📣

TiDB Cloud Essential is now in public preview. Try it out →

Hybrid Search

By using full-text search, you can retrieve documents based on exact keywords. By using vector search, you can retrieve documents based on semantic similarity. Can we combine these two search methods to improve the retrieval quality and handle more scenarios? Yes, this approach is known as hybrid search and is commonly used in AI applications.

A general workflow of hybrid search in TiDB is as follows:

Use TiDB for full-text search and vector search.
Use a reranker to combine the results from both searches.

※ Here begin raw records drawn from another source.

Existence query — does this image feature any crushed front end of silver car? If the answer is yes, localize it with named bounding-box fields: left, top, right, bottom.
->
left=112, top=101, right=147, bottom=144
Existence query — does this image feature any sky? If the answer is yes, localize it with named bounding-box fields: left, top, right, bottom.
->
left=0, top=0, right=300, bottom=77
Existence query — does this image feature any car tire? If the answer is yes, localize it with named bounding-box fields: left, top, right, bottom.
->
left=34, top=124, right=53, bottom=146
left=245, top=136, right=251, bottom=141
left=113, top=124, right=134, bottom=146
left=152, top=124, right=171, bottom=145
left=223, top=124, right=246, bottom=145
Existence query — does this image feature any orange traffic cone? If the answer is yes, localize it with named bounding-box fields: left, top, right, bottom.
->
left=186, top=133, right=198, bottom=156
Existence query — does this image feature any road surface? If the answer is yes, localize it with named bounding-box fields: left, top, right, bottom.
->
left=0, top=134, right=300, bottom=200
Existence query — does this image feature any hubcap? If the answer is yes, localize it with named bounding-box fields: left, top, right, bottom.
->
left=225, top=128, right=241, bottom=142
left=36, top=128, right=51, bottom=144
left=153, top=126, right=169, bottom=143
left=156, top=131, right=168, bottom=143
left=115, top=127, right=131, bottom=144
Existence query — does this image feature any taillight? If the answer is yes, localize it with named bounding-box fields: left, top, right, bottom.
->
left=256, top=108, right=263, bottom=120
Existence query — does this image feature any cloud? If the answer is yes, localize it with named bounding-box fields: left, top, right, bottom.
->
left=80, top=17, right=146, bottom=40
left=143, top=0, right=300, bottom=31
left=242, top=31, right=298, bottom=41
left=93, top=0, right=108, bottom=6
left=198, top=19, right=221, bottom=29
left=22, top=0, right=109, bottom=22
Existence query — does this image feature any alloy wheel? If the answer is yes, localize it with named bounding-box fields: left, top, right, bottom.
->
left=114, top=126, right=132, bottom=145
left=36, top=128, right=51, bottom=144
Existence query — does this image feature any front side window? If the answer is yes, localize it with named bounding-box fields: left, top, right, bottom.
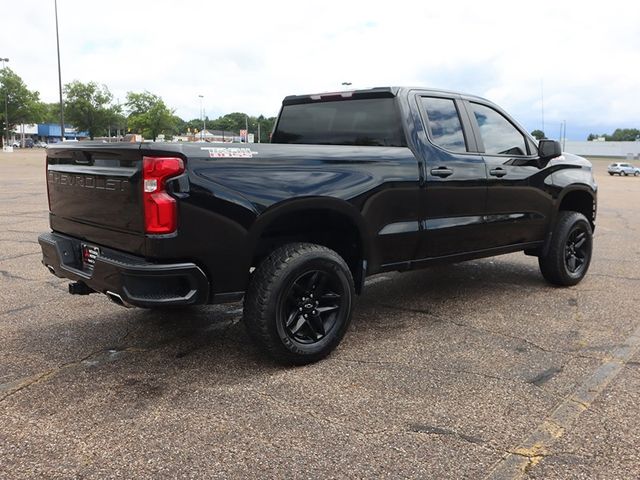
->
left=421, top=97, right=467, bottom=152
left=471, top=103, right=527, bottom=156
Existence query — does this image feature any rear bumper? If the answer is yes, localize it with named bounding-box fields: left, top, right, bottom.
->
left=38, top=232, right=210, bottom=308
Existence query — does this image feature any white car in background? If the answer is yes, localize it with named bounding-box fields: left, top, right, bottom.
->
left=608, top=162, right=640, bottom=176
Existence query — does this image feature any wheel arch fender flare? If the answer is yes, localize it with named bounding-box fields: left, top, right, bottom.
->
left=543, top=186, right=596, bottom=256
left=247, top=197, right=372, bottom=282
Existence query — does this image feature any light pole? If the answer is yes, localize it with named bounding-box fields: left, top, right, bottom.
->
left=54, top=0, right=65, bottom=142
left=198, top=94, right=204, bottom=141
left=1, top=57, right=9, bottom=149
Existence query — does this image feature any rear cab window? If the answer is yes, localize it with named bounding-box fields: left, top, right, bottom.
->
left=271, top=97, right=406, bottom=147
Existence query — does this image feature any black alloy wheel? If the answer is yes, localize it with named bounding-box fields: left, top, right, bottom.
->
left=279, top=270, right=344, bottom=345
left=564, top=228, right=589, bottom=276
left=244, top=243, right=355, bottom=364
left=538, top=211, right=593, bottom=286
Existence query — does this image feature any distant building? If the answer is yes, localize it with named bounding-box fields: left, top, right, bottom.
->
left=9, top=123, right=89, bottom=144
left=190, top=129, right=241, bottom=143
left=564, top=141, right=640, bottom=159
left=37, top=124, right=89, bottom=141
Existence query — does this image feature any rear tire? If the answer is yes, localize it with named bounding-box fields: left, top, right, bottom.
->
left=622, top=171, right=627, bottom=176
left=538, top=211, right=593, bottom=286
left=243, top=243, right=355, bottom=365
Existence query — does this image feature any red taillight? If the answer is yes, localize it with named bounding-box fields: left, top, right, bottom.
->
left=142, top=156, right=184, bottom=234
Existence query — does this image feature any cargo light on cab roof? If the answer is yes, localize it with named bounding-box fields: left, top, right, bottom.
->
left=310, top=91, right=354, bottom=100
left=142, top=156, right=184, bottom=234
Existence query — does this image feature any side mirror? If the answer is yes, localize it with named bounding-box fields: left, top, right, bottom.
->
left=538, top=139, right=562, bottom=160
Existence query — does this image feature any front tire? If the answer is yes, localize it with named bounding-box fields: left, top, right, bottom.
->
left=538, top=211, right=593, bottom=286
left=243, top=243, right=355, bottom=365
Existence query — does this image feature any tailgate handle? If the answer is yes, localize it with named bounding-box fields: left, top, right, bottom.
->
left=430, top=167, right=454, bottom=178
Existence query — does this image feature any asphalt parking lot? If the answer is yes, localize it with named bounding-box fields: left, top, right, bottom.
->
left=1, top=149, right=639, bottom=479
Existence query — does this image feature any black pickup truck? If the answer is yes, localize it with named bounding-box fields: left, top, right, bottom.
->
left=39, top=87, right=597, bottom=364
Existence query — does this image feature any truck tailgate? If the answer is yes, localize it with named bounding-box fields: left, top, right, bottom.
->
left=46, top=144, right=145, bottom=244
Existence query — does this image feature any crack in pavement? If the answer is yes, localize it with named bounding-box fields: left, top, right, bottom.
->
left=410, top=424, right=486, bottom=445
left=376, top=303, right=603, bottom=361
left=0, top=252, right=40, bottom=262
left=254, top=389, right=392, bottom=437
left=5, top=229, right=45, bottom=234
left=484, top=319, right=640, bottom=479
left=409, top=422, right=559, bottom=471
left=0, top=309, right=246, bottom=400
left=0, top=303, right=38, bottom=316
left=0, top=319, right=150, bottom=403
left=589, top=273, right=640, bottom=282
left=0, top=269, right=33, bottom=281
left=336, top=357, right=571, bottom=405
left=0, top=210, right=48, bottom=217
left=0, top=348, right=106, bottom=403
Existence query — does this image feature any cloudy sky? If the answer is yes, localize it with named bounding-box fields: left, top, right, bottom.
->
left=3, top=0, right=639, bottom=139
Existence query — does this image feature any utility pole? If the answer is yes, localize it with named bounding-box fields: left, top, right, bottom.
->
left=245, top=115, right=248, bottom=143
left=54, top=0, right=65, bottom=142
left=198, top=95, right=204, bottom=141
left=1, top=57, right=9, bottom=149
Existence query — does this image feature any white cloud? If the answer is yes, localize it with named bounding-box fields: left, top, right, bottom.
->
left=2, top=0, right=639, bottom=138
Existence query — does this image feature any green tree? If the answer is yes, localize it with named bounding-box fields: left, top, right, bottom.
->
left=106, top=108, right=127, bottom=138
left=125, top=91, right=176, bottom=141
left=587, top=129, right=639, bottom=141
left=184, top=118, right=205, bottom=134
left=170, top=115, right=185, bottom=137
left=256, top=115, right=276, bottom=143
left=41, top=102, right=63, bottom=124
left=0, top=67, right=45, bottom=144
left=180, top=112, right=275, bottom=142
left=530, top=129, right=545, bottom=140
left=64, top=81, right=115, bottom=139
left=609, top=128, right=640, bottom=142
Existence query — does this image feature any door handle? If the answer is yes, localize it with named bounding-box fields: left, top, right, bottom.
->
left=489, top=167, right=507, bottom=177
left=430, top=167, right=454, bottom=178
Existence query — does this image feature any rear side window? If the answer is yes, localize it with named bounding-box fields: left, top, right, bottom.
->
left=421, top=97, right=467, bottom=152
left=271, top=98, right=406, bottom=147
left=471, top=103, right=527, bottom=156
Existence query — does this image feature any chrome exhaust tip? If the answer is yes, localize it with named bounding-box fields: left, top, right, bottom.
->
left=105, top=291, right=133, bottom=308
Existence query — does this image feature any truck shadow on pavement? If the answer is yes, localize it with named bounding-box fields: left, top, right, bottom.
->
left=100, top=257, right=547, bottom=369
left=2, top=256, right=559, bottom=402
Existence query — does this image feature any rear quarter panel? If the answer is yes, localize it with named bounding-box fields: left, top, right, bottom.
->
left=141, top=143, right=421, bottom=295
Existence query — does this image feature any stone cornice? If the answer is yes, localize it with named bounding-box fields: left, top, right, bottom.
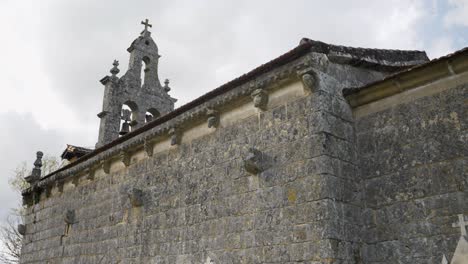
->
left=23, top=39, right=430, bottom=197
left=22, top=51, right=313, bottom=196
left=344, top=47, right=468, bottom=108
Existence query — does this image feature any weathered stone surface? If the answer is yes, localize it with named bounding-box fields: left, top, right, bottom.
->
left=64, top=209, right=75, bottom=224
left=19, top=24, right=468, bottom=264
left=17, top=224, right=26, bottom=236
left=96, top=21, right=177, bottom=147
left=356, top=83, right=468, bottom=263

This tutorial demonstrates how to use hybrid search in TiDB with the pytidb Python SDK, which provides built-in support for embedding and reranking. Using pytidb is completely optional — you can perform a search using SQL directly and use your own reranking model as you like.

Prerequisites

Full-text search is still in the early stages, and we are continuously rolling it out to more customers. Currently, full-text search is only available on TiDB Cloud Starter and TiDB Cloud Essential in the following regions:

AWS: Frankfurt (eu-central-1) and Singapore (ap-southeast-1)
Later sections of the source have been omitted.